VIDEO. Paris truqués: «L'amertume» puis la prévention à Fréjus/Saint-Raphaël, après un match acheté
FOOTBALL•Le club de Fréjus/Saint-Raphaël compte se porter partie civile après que deux joueurs ont truqué un match de National, en 2014. Le procès pourrait avoir lieu en 2018, selon « L’Equipe »…Jean Saint-Marc
L'essentiel
- C’est une histoire incroyable : des mafias asiatiques qui troublent le destin d’un petit club de foot varois, un gardien haïtien corrompu par un escroc singapourien, des centaines de milliers d’euros en jeu…
- Deux joueurs de Fréjus/Saint-Raphaël sont soupçonnés d’avoir truqué un match, en 2014. Le club va se porter partie civile à leur procès, apprend « 20 Minutes » ce mardi.
Dans les tribunes, un éclat de rire.

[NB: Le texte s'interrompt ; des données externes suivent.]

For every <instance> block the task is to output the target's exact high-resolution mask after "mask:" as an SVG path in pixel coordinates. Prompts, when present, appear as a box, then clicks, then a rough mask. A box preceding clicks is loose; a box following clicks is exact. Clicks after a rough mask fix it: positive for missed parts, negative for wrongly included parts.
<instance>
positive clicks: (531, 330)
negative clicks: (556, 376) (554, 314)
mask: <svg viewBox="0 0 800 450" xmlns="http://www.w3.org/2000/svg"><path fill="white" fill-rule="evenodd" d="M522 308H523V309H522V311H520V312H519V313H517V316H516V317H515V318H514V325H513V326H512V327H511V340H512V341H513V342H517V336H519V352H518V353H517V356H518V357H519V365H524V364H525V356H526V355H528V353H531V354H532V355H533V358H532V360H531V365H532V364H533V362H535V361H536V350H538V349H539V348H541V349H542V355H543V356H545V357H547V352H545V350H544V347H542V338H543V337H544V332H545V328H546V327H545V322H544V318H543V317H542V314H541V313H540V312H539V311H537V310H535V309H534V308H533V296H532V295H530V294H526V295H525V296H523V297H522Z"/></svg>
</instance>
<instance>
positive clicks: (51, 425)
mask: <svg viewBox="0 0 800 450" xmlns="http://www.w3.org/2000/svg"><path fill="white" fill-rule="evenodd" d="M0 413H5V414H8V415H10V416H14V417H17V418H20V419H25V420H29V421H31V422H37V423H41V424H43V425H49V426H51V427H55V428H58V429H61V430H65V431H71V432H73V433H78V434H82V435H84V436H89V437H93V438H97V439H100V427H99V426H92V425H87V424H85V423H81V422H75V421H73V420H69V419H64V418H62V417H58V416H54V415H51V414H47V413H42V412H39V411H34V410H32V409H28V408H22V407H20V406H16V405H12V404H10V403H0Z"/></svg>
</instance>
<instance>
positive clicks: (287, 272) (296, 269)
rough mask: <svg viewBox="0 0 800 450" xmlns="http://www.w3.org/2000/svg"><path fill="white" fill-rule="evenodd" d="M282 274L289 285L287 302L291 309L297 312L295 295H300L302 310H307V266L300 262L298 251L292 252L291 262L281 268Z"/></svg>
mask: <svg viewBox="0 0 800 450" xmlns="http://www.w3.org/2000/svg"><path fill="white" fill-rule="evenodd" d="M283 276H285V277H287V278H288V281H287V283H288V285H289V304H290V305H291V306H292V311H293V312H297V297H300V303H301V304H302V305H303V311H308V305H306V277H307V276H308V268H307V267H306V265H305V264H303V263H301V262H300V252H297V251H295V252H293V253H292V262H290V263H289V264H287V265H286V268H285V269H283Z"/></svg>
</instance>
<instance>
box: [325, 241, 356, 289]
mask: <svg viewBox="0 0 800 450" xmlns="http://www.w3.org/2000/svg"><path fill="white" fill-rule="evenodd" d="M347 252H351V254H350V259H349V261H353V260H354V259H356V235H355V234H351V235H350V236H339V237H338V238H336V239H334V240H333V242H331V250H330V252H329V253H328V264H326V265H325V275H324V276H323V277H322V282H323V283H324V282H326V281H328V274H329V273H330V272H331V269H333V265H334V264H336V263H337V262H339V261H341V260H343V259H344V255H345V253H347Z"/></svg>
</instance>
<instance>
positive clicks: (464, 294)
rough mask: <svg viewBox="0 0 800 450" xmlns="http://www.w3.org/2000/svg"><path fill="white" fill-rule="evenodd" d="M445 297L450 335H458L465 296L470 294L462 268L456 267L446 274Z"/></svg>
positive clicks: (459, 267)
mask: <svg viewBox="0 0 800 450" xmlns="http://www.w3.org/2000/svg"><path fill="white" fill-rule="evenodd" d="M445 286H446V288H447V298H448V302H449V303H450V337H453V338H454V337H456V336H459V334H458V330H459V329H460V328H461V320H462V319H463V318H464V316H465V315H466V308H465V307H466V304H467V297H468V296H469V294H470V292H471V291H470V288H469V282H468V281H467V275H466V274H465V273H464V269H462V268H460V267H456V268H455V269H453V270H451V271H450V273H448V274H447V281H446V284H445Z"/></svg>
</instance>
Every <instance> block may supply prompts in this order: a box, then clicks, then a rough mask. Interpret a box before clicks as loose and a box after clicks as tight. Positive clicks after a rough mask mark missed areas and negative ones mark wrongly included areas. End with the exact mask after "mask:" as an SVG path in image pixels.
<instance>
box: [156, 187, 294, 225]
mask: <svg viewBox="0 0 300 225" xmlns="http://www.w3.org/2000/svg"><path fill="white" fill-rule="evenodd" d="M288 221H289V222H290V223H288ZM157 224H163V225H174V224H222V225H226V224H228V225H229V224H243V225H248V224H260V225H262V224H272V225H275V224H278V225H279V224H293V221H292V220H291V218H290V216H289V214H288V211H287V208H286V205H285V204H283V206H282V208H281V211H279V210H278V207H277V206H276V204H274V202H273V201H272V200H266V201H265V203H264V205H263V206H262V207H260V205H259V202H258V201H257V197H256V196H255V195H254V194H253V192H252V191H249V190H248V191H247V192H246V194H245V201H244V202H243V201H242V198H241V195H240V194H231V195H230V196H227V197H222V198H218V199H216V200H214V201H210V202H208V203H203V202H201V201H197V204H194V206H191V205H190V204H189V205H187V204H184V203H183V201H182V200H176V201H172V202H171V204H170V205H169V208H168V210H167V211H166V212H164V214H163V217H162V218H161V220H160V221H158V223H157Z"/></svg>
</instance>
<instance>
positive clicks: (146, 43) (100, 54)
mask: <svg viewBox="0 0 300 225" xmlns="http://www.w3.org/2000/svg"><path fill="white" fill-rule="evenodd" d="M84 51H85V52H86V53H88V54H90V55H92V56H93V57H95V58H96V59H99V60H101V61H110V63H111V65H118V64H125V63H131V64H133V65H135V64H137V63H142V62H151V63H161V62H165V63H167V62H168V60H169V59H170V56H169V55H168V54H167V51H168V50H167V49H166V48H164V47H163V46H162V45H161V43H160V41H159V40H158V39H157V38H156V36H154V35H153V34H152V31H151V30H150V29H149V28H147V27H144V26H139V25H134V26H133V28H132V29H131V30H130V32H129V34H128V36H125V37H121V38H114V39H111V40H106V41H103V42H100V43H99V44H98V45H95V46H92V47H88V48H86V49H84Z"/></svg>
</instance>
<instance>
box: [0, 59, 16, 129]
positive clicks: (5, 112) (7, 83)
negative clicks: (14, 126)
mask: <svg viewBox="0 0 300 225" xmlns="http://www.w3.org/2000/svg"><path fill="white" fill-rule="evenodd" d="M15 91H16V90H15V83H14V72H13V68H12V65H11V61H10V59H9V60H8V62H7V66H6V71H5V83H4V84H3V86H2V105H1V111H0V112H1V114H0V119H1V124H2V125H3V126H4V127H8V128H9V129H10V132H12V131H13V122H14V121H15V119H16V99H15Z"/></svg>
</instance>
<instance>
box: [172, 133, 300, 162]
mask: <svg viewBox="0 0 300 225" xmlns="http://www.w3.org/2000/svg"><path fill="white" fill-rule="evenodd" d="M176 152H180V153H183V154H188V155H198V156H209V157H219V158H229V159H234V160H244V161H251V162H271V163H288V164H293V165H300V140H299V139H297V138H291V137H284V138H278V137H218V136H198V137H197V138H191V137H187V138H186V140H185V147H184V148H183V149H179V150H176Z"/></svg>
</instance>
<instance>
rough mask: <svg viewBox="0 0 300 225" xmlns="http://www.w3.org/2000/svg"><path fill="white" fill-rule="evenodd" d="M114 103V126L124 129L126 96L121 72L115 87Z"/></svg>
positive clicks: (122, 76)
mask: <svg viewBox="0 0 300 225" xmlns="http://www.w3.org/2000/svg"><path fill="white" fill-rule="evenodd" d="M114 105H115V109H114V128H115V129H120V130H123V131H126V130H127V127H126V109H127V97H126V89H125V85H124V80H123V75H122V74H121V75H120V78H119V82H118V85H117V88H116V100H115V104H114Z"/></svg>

Sur le terrain, une série d’actions improbables : un défenseur qui cadre une frappe tendue dans son propre but (1-0), un gardien qui se couche au ralenti pour laisser passer un ballon (2-0), puis qui refuse de plonger (3 puis 4-0, à la 22e). Ce vendredi de mai 2014, Fréjus/Saint-Raphaël recevait Colomiers en National. Ce vendredi de mai 2014, un match a été ostensiblement truqué.
Un match à l’intérêt sportif anecdotique, sur lequel des milliers d’euros, peut-être un demi-million, même, ont été pariés, notamment en Asie. L'Equipe Magazine révèle que Matar Fall et Dominique Jean-Zéphirin ont été mis en examen par la justice française. Ce mardi, 20 Minutes apprend que leur ancien club, l’Etoile Fréjus Saint-Raphaël, va se porter partie civile au procès, qui pourrait avoir lieu en 2018.
Aujourd’hui, ces quatre buts gag ne font plus rire personne, à Fréjus. « On ressent beaucoup d’amertume », souffle Fabien Sgarra, directeur de la communication. Le deux co-présidents, eux, ne veulent plus parler aux journalistes : « C’est compliqué. » Fabien Sgarra, de nouveau :
« C’est vraiment terrible pour le club de faire la une de la presse nationale pour de tels faits… On préférerait que ce soit pour des résultats sportifs, comme avec notre parcours en Coupe de France l’an dernier (quart de finale). Le club est une victime collatérale de cette affaire, ça fait des dégâts terribles en termes d’images. »
Les « responsables » de l’Etoile le martèlent : ni le club, ni son entraîneur de l’époque n’ont été mis en cause dans l’affaire. Une antienne, « on ne savait pas ». Maintenant, on sait. Chaque année, les cinquante éducateurs du club signent une charte, leur rappelant qu’il faut « prévenir » leurs joueurs au sujet du « fléau des paris sportifs ». Avant les matchs de Coupe de France, l’an dernier, une note de service a été placardée dans les vestiaires. Et le club a envoyé un courrier à chacun de ses joueurs : il est strictement interdit de parier le moindre euro ou de donner la moindre information à quiconque. « Mais vous ne pouvez pas mettre un gendarme derrière chaque gars », déplore Fabien Sgarra.
Prévention et sanctions
Pas de gendarmes derrière les smartphones mais une solution, tout de même, proposée par le syndicat des joueurs pros. Régulièrement, l’UNFP organise des « croisements de fichiers » avec l'ARJEL, l’autorité de régulation des jeux en ligne. « La dernière loi est très stricte, les joueurs sous contrat n’ont pas le droit de parier sur des matchs de foot, martèle Guillaume Stephan, chargé de mission à l’UNFP. Ça vaut pour les contrats pros mais aussi pour les contrats de formation ou les contrats fédéraux ». L’ancien joueur donne régulièrement des formations auprès des joueurs de centre de formation :
« Notre slogan, c’est « on parie que tu vas tout perdre. » On leur dit qu’il est interdit de parier, mais aussi qu’il est interdit de transmettre des informations : qui est blessé, qui est en forme… Et, bien sûr, que truquer un match, c’est un crime ! On leur explique que ce sont des mafias qui contactent des joueurs qui ont des situations plutôt précaires, dans des petits clubs. On leur dit qu’il faut à tout prix parler si jamais ils sont approchés… Et, bien sûr, qu’il ne faut jamais tomber là-dedans. » »
« On parie que tu vas tout perdre ». En effet : Fall et Jean-Zéphirin sont mis en examen pour corruption passive et association de malfaiteurs. Ils encourent jusqu’à dix ans de prison ferme et jusqu’à un million d’euros d’amende.